En lugar de eso, la norma se ha convertido en tan sólo una vaga
directriz. Maastricht no pudo cambiar los imperativos del Estado del
bienestar.
Sin embargo, en el cometido fundamental de crear una moneda
única para 13 países, con todas sus ventajas, el euro y el Banco Central
Europeo han sido un éxito extraordinario. Se han eliminado los riesgos
de los tipos de cambio y reducido los costes de las transacciones.

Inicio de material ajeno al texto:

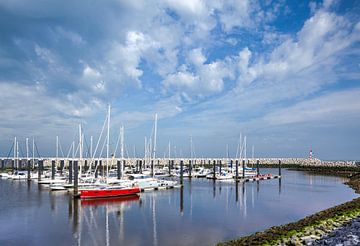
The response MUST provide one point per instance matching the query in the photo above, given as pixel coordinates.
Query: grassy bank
(314, 226)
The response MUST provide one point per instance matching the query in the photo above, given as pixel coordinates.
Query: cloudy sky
(284, 73)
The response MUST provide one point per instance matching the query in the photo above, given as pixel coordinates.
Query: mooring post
(152, 168)
(214, 169)
(243, 169)
(76, 180)
(190, 168)
(279, 167)
(237, 170)
(70, 171)
(28, 168)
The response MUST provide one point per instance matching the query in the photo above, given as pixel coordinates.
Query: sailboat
(108, 190)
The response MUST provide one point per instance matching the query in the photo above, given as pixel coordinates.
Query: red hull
(110, 200)
(101, 193)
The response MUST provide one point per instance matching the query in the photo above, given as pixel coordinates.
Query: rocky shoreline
(339, 225)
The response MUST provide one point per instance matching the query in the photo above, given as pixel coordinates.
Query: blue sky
(284, 73)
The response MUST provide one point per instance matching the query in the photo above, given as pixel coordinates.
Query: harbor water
(203, 212)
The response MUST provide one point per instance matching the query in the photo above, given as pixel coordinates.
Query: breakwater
(286, 162)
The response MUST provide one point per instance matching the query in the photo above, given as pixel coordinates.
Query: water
(202, 213)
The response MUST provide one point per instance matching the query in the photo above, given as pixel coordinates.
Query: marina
(201, 212)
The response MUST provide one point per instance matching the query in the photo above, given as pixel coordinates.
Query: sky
(285, 74)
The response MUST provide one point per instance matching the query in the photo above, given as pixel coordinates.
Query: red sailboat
(108, 191)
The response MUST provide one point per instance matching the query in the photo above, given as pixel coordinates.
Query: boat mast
(169, 150)
(245, 148)
(122, 149)
(57, 149)
(91, 147)
(191, 147)
(27, 148)
(80, 149)
(108, 145)
(33, 152)
(155, 132)
(15, 152)
(145, 151)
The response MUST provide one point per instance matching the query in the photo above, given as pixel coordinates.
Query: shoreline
(313, 227)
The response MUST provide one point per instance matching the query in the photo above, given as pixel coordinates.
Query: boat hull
(102, 193)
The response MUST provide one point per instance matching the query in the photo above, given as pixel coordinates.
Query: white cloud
(206, 78)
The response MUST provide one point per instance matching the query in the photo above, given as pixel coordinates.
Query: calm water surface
(202, 213)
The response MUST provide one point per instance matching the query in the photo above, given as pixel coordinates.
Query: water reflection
(202, 212)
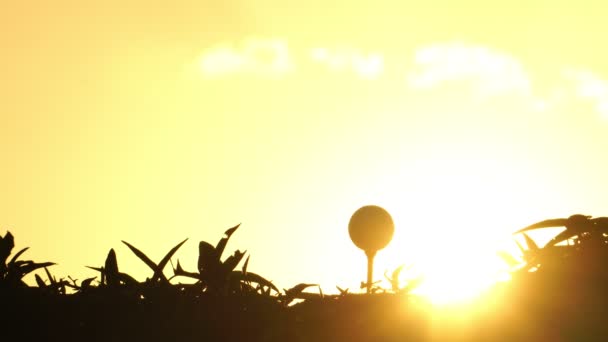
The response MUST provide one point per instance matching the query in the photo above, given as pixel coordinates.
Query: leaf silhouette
(179, 271)
(39, 281)
(244, 270)
(208, 258)
(343, 292)
(141, 255)
(532, 246)
(295, 291)
(230, 264)
(16, 256)
(157, 269)
(7, 243)
(221, 245)
(111, 269)
(254, 278)
(544, 224)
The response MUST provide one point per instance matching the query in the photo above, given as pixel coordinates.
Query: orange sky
(155, 121)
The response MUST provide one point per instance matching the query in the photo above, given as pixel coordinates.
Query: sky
(155, 121)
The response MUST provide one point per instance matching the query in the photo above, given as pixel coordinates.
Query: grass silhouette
(557, 293)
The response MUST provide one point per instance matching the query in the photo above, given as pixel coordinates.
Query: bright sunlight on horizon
(154, 123)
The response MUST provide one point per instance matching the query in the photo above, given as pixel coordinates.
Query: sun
(464, 215)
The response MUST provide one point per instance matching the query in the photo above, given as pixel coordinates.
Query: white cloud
(263, 57)
(364, 65)
(590, 86)
(491, 72)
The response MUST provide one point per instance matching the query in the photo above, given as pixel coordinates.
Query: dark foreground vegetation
(558, 293)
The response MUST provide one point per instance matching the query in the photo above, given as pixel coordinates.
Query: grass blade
(111, 269)
(221, 245)
(16, 256)
(158, 273)
(141, 256)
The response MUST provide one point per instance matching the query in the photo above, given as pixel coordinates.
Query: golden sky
(152, 121)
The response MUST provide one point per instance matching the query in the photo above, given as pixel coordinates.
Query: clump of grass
(13, 270)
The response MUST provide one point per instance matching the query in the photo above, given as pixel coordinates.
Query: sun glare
(460, 278)
(454, 238)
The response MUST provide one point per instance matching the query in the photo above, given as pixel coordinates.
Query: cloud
(261, 57)
(491, 72)
(590, 86)
(364, 65)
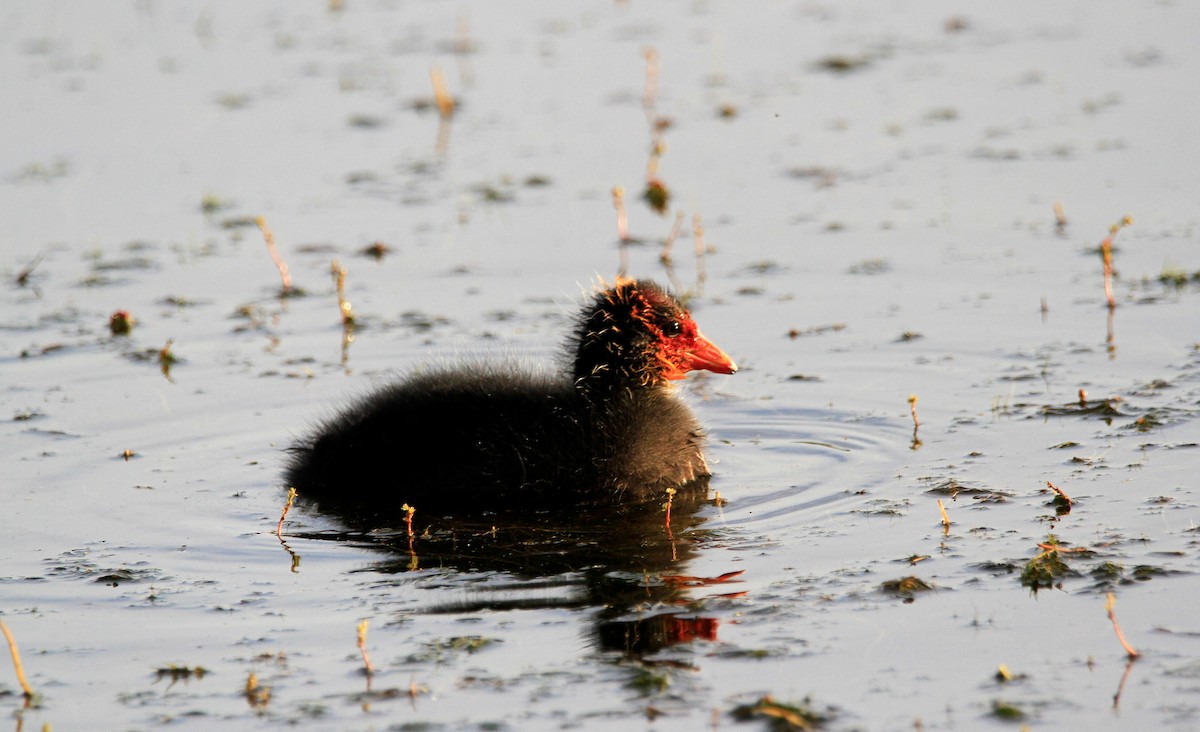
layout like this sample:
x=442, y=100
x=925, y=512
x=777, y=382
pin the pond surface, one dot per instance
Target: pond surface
x=875, y=190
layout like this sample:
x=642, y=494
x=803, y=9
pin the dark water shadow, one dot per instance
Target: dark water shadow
x=625, y=561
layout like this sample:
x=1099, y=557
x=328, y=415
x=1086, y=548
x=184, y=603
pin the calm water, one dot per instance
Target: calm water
x=876, y=190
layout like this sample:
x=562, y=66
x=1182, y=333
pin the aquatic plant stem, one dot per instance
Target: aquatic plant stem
x=1107, y=256
x=16, y=661
x=1110, y=601
x=269, y=238
x=287, y=507
x=363, y=647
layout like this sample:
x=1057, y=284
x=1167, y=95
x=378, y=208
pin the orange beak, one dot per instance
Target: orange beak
x=705, y=354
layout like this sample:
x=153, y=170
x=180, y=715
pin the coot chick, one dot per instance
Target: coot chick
x=491, y=438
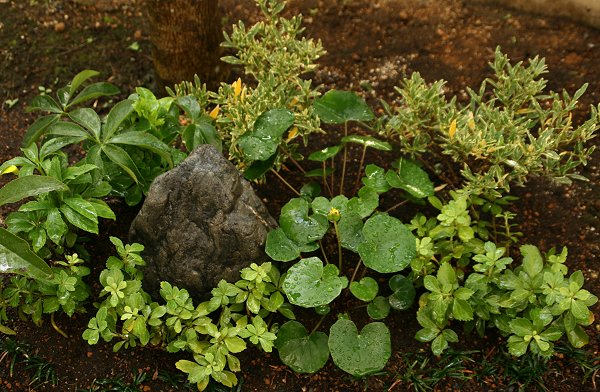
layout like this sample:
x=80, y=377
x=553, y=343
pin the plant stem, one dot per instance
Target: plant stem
x=344, y=160
x=362, y=161
x=337, y=235
x=323, y=252
x=318, y=324
x=60, y=331
x=355, y=271
x=285, y=182
x=396, y=206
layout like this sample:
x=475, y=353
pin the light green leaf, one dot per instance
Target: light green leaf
x=262, y=142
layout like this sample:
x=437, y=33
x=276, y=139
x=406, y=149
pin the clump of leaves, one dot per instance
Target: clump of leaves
x=509, y=131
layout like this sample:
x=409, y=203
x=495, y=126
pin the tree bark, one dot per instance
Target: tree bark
x=185, y=37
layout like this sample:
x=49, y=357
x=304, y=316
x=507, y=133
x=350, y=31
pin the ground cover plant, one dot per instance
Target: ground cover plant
x=459, y=255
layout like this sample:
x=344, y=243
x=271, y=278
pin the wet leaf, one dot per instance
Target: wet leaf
x=302, y=352
x=359, y=354
x=389, y=245
x=309, y=284
x=338, y=107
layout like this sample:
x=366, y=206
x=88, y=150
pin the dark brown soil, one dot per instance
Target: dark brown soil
x=369, y=43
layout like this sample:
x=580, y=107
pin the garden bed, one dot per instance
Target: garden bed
x=370, y=46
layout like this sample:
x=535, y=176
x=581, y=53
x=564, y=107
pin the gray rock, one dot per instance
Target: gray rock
x=201, y=222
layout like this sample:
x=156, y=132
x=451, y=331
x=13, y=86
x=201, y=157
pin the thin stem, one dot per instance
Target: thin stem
x=323, y=252
x=355, y=271
x=362, y=161
x=318, y=324
x=285, y=182
x=60, y=331
x=345, y=158
x=396, y=206
x=337, y=234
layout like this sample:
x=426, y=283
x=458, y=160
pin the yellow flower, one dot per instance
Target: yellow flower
x=215, y=112
x=452, y=129
x=10, y=169
x=237, y=87
x=292, y=134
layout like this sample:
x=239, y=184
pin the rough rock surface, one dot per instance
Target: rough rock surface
x=200, y=223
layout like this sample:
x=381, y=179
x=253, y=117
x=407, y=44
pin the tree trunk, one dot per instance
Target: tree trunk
x=185, y=37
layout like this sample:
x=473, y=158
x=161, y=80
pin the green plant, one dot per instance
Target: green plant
x=129, y=315
x=509, y=131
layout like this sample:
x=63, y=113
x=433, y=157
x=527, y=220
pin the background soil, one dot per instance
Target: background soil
x=371, y=46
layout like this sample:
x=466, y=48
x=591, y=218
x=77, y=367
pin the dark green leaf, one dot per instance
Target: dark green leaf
x=359, y=354
x=338, y=107
x=28, y=186
x=302, y=352
x=389, y=245
x=17, y=257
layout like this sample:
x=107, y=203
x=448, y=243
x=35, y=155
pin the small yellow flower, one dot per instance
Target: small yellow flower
x=292, y=134
x=471, y=121
x=215, y=112
x=237, y=87
x=452, y=129
x=11, y=169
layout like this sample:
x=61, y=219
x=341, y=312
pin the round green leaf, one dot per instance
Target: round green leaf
x=359, y=354
x=389, y=245
x=309, y=284
x=338, y=107
x=279, y=247
x=379, y=308
x=404, y=292
x=262, y=142
x=411, y=178
x=368, y=141
x=298, y=225
x=365, y=290
x=302, y=352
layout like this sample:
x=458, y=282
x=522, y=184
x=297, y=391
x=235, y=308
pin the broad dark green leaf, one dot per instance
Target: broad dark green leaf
x=80, y=78
x=262, y=142
x=146, y=141
x=87, y=118
x=298, y=225
x=302, y=352
x=28, y=186
x=44, y=103
x=120, y=157
x=338, y=107
x=115, y=118
x=389, y=245
x=359, y=354
x=309, y=284
x=17, y=257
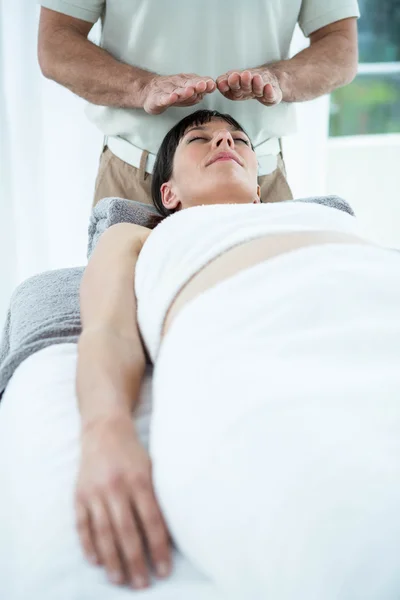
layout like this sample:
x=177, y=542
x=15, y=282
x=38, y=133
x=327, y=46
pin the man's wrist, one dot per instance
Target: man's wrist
x=284, y=79
x=138, y=86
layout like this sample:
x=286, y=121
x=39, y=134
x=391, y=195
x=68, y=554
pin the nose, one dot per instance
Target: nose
x=223, y=138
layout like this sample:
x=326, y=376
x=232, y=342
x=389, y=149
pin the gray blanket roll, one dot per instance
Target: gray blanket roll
x=44, y=309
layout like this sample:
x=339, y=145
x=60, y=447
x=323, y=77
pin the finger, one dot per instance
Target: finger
x=222, y=84
x=85, y=533
x=200, y=87
x=269, y=93
x=258, y=85
x=154, y=527
x=234, y=81
x=245, y=82
x=185, y=92
x=211, y=86
x=129, y=539
x=105, y=541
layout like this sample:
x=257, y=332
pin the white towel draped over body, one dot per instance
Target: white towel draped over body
x=276, y=427
x=40, y=553
x=275, y=438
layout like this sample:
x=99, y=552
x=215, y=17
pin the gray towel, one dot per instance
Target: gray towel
x=44, y=309
x=110, y=211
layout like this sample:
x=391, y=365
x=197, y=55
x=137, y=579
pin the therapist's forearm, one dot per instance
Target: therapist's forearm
x=71, y=60
x=319, y=69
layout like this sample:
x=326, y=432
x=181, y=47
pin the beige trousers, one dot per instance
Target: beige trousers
x=117, y=178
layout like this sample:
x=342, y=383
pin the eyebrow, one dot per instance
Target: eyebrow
x=203, y=128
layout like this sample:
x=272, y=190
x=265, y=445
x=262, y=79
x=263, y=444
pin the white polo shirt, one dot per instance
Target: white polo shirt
x=206, y=37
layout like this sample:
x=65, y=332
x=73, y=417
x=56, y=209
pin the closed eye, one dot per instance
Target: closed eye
x=203, y=138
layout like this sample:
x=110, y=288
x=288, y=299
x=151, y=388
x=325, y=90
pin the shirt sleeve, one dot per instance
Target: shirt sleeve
x=315, y=14
x=87, y=10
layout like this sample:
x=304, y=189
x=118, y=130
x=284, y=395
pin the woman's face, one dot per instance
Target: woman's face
x=213, y=164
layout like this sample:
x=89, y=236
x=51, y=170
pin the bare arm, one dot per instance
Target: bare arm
x=116, y=508
x=68, y=57
x=328, y=63
x=111, y=359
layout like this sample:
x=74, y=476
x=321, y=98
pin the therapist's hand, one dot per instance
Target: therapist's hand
x=260, y=84
x=117, y=514
x=186, y=89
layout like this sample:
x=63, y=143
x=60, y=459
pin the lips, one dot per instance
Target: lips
x=223, y=156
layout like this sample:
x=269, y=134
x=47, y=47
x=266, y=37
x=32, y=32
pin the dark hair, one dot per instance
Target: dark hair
x=163, y=166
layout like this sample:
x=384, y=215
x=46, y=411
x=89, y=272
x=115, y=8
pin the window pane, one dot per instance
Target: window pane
x=379, y=31
x=369, y=105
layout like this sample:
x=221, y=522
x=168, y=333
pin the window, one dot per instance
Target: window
x=371, y=103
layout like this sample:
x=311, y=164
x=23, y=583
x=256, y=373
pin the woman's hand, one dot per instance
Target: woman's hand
x=118, y=517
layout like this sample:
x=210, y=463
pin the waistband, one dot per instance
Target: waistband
x=267, y=154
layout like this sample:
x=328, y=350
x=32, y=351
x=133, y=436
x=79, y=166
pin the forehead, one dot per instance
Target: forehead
x=213, y=125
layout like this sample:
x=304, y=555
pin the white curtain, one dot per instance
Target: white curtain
x=49, y=156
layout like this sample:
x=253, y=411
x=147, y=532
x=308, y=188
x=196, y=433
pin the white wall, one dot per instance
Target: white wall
x=365, y=170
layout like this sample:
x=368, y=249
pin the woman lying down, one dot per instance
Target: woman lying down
x=274, y=330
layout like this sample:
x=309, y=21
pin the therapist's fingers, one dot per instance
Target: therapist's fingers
x=246, y=82
x=258, y=85
x=234, y=81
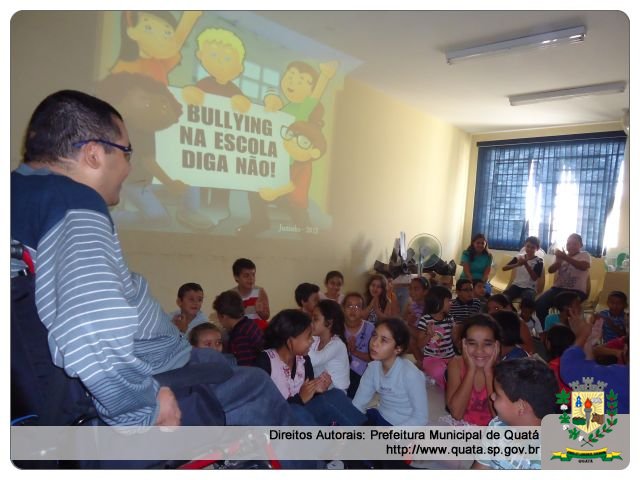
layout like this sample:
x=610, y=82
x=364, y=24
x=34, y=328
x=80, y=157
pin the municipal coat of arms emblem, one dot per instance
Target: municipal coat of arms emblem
x=588, y=415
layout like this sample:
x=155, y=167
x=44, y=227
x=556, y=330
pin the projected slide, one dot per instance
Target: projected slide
x=230, y=118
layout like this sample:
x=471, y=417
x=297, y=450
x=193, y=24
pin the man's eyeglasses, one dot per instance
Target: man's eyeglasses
x=302, y=141
x=127, y=150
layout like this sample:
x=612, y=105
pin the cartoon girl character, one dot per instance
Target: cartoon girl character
x=151, y=42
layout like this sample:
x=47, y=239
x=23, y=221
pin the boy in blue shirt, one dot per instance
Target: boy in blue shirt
x=524, y=392
x=615, y=324
x=190, y=298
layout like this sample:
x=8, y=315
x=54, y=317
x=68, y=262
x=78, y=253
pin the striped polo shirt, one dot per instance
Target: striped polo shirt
x=104, y=327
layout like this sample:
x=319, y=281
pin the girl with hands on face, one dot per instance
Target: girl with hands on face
x=470, y=376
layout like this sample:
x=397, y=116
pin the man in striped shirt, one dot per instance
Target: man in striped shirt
x=104, y=327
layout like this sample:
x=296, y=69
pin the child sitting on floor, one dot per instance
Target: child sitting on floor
x=333, y=282
x=470, y=376
x=403, y=396
x=524, y=393
x=206, y=335
x=510, y=346
x=254, y=298
x=418, y=290
x=436, y=327
x=287, y=341
x=245, y=337
x=328, y=351
x=189, y=299
x=615, y=318
x=357, y=333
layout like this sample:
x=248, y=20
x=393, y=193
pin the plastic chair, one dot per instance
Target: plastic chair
x=597, y=274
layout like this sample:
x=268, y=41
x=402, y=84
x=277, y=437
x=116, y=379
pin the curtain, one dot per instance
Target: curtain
x=547, y=187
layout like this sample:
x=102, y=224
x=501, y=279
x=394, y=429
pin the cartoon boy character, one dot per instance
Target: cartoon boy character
x=221, y=53
x=149, y=106
x=303, y=87
x=305, y=143
x=151, y=42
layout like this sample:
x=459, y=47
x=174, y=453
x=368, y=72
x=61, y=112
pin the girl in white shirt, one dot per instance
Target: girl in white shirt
x=328, y=351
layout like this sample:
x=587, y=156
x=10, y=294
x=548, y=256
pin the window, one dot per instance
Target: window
x=255, y=82
x=548, y=187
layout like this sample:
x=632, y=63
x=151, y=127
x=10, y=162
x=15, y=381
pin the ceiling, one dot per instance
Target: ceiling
x=402, y=54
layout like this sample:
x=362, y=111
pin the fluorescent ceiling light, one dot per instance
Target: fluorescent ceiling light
x=541, y=40
x=552, y=95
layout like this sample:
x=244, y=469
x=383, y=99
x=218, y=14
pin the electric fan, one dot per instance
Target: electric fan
x=425, y=250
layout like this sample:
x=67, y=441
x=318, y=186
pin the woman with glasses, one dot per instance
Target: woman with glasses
x=357, y=333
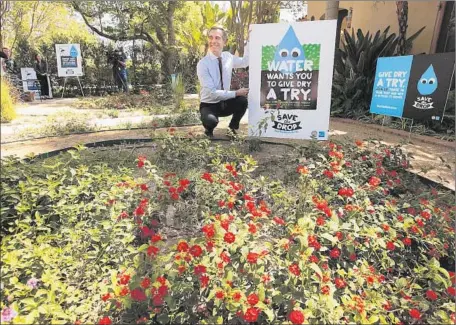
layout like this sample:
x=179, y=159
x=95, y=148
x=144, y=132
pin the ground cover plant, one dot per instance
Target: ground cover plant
x=187, y=231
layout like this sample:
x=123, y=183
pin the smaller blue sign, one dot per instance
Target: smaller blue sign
x=73, y=52
x=390, y=85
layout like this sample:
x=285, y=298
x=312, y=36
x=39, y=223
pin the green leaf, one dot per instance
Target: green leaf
x=316, y=268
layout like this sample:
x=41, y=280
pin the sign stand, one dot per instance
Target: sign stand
x=448, y=95
x=410, y=133
x=64, y=85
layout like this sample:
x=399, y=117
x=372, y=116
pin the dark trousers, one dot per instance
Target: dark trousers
x=211, y=112
x=44, y=85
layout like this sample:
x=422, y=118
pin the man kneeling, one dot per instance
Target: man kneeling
x=214, y=74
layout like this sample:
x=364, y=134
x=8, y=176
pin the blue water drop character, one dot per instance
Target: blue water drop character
x=289, y=54
x=428, y=82
x=73, y=52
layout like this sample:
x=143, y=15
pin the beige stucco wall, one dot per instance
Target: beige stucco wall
x=375, y=15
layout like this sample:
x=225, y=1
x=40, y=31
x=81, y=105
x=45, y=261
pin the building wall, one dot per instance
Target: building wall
x=374, y=15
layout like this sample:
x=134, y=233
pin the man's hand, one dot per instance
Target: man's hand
x=242, y=92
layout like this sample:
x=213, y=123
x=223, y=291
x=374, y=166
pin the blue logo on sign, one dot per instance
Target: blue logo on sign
x=428, y=82
x=289, y=49
x=73, y=52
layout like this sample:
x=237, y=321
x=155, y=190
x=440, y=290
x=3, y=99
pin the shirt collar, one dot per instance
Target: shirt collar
x=212, y=56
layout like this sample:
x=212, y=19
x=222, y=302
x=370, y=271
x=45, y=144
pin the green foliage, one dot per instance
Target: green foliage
x=61, y=124
x=7, y=110
x=178, y=88
x=59, y=227
x=354, y=70
x=311, y=51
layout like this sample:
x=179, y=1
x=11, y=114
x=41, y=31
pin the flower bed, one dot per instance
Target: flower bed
x=345, y=235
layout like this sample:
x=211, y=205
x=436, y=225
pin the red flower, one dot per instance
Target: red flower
x=346, y=191
x=106, y=297
x=106, y=320
x=328, y=173
x=252, y=299
x=196, y=250
x=204, y=281
x=415, y=313
x=124, y=291
x=152, y=250
x=200, y=269
x=184, y=182
x=182, y=246
x=229, y=238
x=224, y=256
x=252, y=258
x=141, y=160
x=138, y=295
x=340, y=283
x=124, y=279
x=251, y=314
x=390, y=246
x=237, y=296
x=296, y=317
x=219, y=294
x=294, y=269
x=334, y=253
x=139, y=211
x=209, y=230
x=374, y=181
x=325, y=290
x=431, y=295
x=157, y=300
x=163, y=290
x=156, y=238
x=302, y=170
x=252, y=228
x=278, y=221
x=407, y=241
x=145, y=283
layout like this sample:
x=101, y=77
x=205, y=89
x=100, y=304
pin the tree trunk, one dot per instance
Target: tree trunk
x=332, y=10
x=402, y=17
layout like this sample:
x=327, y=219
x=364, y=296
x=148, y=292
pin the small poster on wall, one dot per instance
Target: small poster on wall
x=429, y=83
x=290, y=79
x=413, y=87
x=69, y=60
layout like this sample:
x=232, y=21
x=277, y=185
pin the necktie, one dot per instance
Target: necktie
x=220, y=68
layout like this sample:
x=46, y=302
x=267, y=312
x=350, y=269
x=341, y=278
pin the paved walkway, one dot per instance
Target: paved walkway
x=437, y=157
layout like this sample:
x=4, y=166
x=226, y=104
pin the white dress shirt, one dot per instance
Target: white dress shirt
x=209, y=75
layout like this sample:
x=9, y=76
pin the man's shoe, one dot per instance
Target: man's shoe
x=232, y=133
x=209, y=134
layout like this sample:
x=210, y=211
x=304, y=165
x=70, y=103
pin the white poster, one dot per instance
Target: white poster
x=290, y=78
x=69, y=60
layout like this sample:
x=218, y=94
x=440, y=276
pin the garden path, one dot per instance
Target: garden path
x=432, y=158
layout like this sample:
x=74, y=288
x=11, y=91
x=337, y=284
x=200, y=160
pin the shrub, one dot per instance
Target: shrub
x=351, y=237
x=7, y=110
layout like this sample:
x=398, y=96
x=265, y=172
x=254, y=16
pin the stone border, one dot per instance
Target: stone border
x=385, y=129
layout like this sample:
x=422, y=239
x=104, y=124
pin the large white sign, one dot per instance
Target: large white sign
x=290, y=78
x=69, y=60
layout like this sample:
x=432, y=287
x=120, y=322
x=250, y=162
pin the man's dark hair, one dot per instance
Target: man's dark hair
x=224, y=33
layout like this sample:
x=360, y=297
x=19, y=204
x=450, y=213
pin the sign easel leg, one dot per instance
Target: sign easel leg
x=64, y=85
x=80, y=86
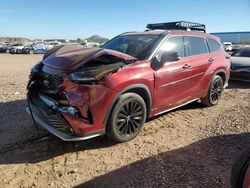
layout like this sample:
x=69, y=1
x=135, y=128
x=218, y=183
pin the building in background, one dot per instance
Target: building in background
x=234, y=37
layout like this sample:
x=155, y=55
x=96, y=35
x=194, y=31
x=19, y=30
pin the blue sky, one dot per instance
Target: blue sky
x=82, y=18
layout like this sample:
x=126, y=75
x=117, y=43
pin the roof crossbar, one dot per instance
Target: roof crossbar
x=179, y=25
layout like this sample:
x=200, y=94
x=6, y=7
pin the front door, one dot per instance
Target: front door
x=173, y=79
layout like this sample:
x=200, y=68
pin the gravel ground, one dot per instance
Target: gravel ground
x=193, y=146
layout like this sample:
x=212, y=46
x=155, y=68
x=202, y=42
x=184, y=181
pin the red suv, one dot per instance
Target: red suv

Y aunque la ley económica del precio único nunca haya llegado a cumplirse
del todo (el precio de muchos bienes de marca difiere según el país
en más que los costes de transporte), las diferencias de precios entre
países han menguado notablemente.
El marco, el franco y las otras nueve monedas originales que se
combinaron en el euro eran demasiado pequeñas para desafiar por su
cuenta al dólar estadounidense como divisa de reserva. El euro puede
y lo hace. La liquidez combinada de las ya 13 monedas de la eurozona
elevó el euro a la condición de divisa de reserva, no muy por detrás
del dólar estadounidense, y gana terreno. A finales de septiembre de
2006, el euro ascendía al 25 por ciento de las reservas de los bancos centrales
y al 39 por ciento de los títulos líquidos transfronterizos del sector
privado. El dólar estadounidense, con el 66 y el 43 por ciento respectivamente,
no le llevaba tanta ventaja, teniendo en cuenta que los títulos
privados son ocho veces los de los bancos centrales. Como en el caso
del dólar, la acumulación de reservas ha reducido los tipos de interés del
euro, y sin duda ha contribuido al crecimiento económico europeo. Es
posible que el euro pueda desplazar al dólar como divisa de reserva
primaria del mundo, sobre todo si se aplica con éxito la agenda de Lisboa,
pero la mengua que se prevé en la fuerza de trabajo europea obra
en su contra. Pese a todo, la discreción con la que el BCE y el euro han
surgido como potencias internacionales es demasiado extraordinaria
para pasarla por alto. Mi amigo Jean-Claude debe de estar contento.